Structural changes to host and parasite during malarial egress from the human red blood cell

Lead Research Organisation: Birkbeck, University of London
Department Name: Biological Sciences

Abstract

Malaria impacts on the lives of about half of the world?s population and is the biggest single pathogen killer of children below the age of 5. There is no effective vaccine, and resistance to many available antimalarial drugs is spreading. There is an urgent need to find new ways of combating the disease. The malaria parasite infects and grows inside red blood cells, dividing within a membrane-bound parasitophorous vacuole. Eventually, in a rapid, highly regulated process called egress, the parasite surface is extensively modified and the vacuole and host cell membranes rupture, releasing mature forms called merozoites which immediately invade new cells. Exactly how the merozoite surface is modified to prepare it for release and invasion, and how eventual membrane rupture occurs, is unknown.
This research project has two related aims. First, we wish to understand the molecular mechanisms by which the intracellular parasite destabilises and ruptures its bounding membranes. A particular parasite enzyme called a protease is known to play a key role in this. The same protease also dramatically alters the parasite surface itself just before release, to enable it to invade new red blood cells, and so the second aim of our project is to explore the nature, importance and function of these surface protein modifications. To do this, we will apply powerful new methods for studying the three-dimensional shape and structure of isolated parasite surface molecules, and of parasite-infected cells that have been rapidly frozen to preserve them in a close to living state.
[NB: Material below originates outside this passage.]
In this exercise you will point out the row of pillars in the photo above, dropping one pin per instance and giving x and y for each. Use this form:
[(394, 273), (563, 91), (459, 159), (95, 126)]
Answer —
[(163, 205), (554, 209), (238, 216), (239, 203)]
By linking structural changes in molecules and membranes to functional changes, our findings will improve our understanding of these critical steps in the parasite life cycle and should shed light on new ways to fight this devastating disease.

Technical Summary

This project has two objectives related to egress of merozoites from the Plasmodium falciparum-infected erythrocyte: (1) to determine the structural consequences and function of PfSUB1 protease-mediated proteolytic processing of the major merozoite surface protein MSP1, occurring in the early stages of egress; and (2) to define what cellular and molecular changes occur in the parasitophorous vacuole and red cell membranes leading to their rupture and merozoite release.
For objective (1) we will use single particle cryo-electron microscopy (cryo-EM) analysis and biophysical methods to establish the conformation of the merozoite surface protein MSP1 before and after proteolysis by PfSUB1. The findings will be related to merozoite infectivity.
For objective (2) we will use existing and novel pharmacological tools combined with state-of-the-art cryo-EM cellular tomography to characterize membrane changes and other structural alterations that lead to their rupture, in normal cells and under experimental conditions that stall egress at different stages.
To achieve our aims we have formed a collaborative partnership between groups with complementary strengths in malarial ultrastructure, single-molecule and cellular cryo-EM, malaria parasite biochemistry and cell biology.